The applicant states that the present invention is illustrated by the above examples to the polypeptide nanomaterial based on pH-responsive self-assembly of bispyrene and the preparation method and application thereof, but the present invention is not limited by the above examples, i.e. it does not mean that the present invention must be implemented by the above examples. It will be apparent to those skilled in the art that any modification of the present invention, equivalent substitutions of selected materials and additions of auxiliary components, selection of specific modes and the like, which are within the scope and disclosure of the present invention, are contemplated by the present invention.

Claims

Translated fromChinese

1.一种基于双芘的多肽纳米材料，其特征在于，所述多肽纳米材料具有如下式II所示结构：1. a polypeptide nanomaterial based on bipyrene, is characterized in that, described polypeptide nanomaterial has structure shown in following formula II:

R₁的供体为KLVFF；The donor of R₁ is KLVFF;

R₂的供体为由6个组氨酸构成的六肽；The donor of R₂ is a hexapeptide consisting of 6 histidines;

R₃的供体为羧基封端的聚乙二醇，其分子量为1000g mol^-1；The donor of R₃ is a carboxyl-terminated polyethylene glycol with a molecular weight of 1000 g mol⁻¹ ;

所述多肽纳米材料的结构式具体如下所示：The structural formula of the polypeptide nanomaterial is as follows:

所述基于双芘的多肽纳米材料具有pH响应性，在pH＝6.0的环境下自组装形成纳米纤维，能够招募疏水的小分子成像剂和药物。The bipyrene-based polypeptide nanomaterial is pH-responsive, self-assembles to form nanofibers in an environment of pH=6.0, and can recruit hydrophobic small molecule imaging agents and drugs.
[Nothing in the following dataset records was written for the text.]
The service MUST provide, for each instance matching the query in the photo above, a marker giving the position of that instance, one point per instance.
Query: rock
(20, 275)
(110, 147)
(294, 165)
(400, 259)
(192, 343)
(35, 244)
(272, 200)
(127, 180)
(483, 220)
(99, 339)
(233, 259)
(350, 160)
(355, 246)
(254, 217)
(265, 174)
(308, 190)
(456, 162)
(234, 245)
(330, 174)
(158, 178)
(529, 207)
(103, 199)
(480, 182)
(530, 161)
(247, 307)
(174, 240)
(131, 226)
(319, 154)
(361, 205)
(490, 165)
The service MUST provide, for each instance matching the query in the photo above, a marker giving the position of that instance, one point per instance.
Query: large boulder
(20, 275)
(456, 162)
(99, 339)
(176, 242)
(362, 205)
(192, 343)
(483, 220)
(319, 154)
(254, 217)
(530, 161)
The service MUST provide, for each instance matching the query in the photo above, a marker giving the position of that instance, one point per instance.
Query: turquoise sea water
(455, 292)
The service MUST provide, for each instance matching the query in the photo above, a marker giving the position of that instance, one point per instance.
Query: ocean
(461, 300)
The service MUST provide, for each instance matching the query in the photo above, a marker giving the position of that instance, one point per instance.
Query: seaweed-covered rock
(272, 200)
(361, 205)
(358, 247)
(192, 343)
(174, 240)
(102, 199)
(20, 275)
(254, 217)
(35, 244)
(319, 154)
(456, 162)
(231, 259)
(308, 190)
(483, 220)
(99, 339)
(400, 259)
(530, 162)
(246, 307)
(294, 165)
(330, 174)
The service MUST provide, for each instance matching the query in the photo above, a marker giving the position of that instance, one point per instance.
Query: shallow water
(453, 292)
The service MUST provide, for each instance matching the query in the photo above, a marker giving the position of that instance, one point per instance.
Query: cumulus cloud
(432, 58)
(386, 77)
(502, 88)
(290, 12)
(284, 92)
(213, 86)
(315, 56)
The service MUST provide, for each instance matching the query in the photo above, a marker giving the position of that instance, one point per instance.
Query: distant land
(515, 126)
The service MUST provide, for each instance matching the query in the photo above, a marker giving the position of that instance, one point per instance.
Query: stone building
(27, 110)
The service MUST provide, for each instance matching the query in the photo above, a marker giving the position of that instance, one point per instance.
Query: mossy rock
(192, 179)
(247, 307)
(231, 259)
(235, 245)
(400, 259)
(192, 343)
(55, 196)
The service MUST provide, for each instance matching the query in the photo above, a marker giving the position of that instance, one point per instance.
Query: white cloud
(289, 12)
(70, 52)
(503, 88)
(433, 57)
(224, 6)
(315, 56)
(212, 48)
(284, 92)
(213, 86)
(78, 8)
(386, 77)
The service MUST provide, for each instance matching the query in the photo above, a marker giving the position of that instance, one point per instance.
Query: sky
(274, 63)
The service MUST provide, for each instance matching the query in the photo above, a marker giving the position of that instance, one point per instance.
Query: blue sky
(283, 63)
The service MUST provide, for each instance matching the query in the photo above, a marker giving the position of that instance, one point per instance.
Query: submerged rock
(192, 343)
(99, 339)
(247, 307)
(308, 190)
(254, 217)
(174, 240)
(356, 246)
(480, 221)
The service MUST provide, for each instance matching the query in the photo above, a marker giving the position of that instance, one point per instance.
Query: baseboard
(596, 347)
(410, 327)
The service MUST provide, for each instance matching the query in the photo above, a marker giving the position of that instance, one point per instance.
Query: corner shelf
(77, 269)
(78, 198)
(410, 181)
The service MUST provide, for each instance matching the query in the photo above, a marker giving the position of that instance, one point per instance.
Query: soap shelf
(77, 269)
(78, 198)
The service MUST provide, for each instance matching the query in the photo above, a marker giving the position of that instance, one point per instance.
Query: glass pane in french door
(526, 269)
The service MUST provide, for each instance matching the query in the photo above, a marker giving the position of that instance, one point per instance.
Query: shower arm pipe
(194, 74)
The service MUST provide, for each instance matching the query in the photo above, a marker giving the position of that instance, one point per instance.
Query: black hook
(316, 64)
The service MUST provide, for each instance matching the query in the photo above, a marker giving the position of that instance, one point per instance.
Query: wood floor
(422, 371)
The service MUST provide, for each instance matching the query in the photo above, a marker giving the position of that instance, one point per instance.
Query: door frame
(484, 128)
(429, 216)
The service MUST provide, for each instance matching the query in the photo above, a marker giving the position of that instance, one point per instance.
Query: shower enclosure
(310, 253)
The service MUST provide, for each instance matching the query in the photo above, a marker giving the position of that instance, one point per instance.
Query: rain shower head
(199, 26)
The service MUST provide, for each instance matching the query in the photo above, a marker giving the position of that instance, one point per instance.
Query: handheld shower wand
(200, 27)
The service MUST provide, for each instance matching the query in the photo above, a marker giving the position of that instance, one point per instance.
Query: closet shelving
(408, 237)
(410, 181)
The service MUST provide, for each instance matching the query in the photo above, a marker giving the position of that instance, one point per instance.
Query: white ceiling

2.根据权利要求1所述的基于双芘的多肽纳米材料的制备方法，其特征在于，以树脂为载体，以如下式V所示双芘化合物和氨基酸作为原料，利用固相合成方法制备得到所述基于双芘的多肽纳米材料；2. the preparation method of the polypeptide nanomaterial based on bipyrene according to claim 1, is characterized in that, with resin as carrier, with bipyrene compound shown in following formula V and amino acid as raw material, utilize solid-phase synthesis method to prepare The bipyrene-based polypeptide nanomaterial;

3.根据权利要求1所述的基于双芘的多肽纳米材料的pH响应性自组装方法，所述方法包括以下步骤：3. The pH-responsive self-assembly method of bipyrene-based polypeptide nanomaterials according to claim 1, the method comprising the following steps:

(1)将基于双芘的多肽纳米材料溶于DMSO中，得到多肽纳米材料溶液；步骤(1)所述多肽纳米材料溶液的浓度为1.6×10^-4M；(1) dissolving the polypeptide nanomaterial based on bipyrene in DMSO to obtain a polypeptide nanomaterial solution; the concentration of the polypeptide nanomaterial solution in step (1) is 1.6×10^-4 M;

(2)将步骤(1)得到的多肽纳米材料溶液加入缓冲溶液中，在pH＝6.0的缓冲液中，所述多肽纳米材料自组装为纳米纤维；在超纯水的缓冲液中，所述多肽纳米材料自组装为纳米球；(2) adding the polypeptide nanomaterial solution obtained in step (1) into the buffer solution, in the buffer solution of pH=6.0, the polypeptide nanomaterial self-assembles into nanofibers; in the buffer solution of ultrapure water, the polypeptide nanomaterials self-assemble into nanofibers; Polypeptide nanomaterials self-assemble into nanospheres;

步骤(2)所述自组装在超声下进行，所述超声的时间为30分钟；超声后静置两小时。In step (2), the self-assembly is carried out under ultrasound, and the duration of the ultrasound is 30 minutes; after the ultrasound, it is allowed to stand for two hours.

4.根据权利要求1所述的基于双芘的多肽纳米材料在制备癌症治疗药物以及生物成像剂中的应用。4. The application of the bipyrene-based polypeptide nanomaterial according to claim 1 in the preparation of cancer therapeutic drugs and biological imaging agents.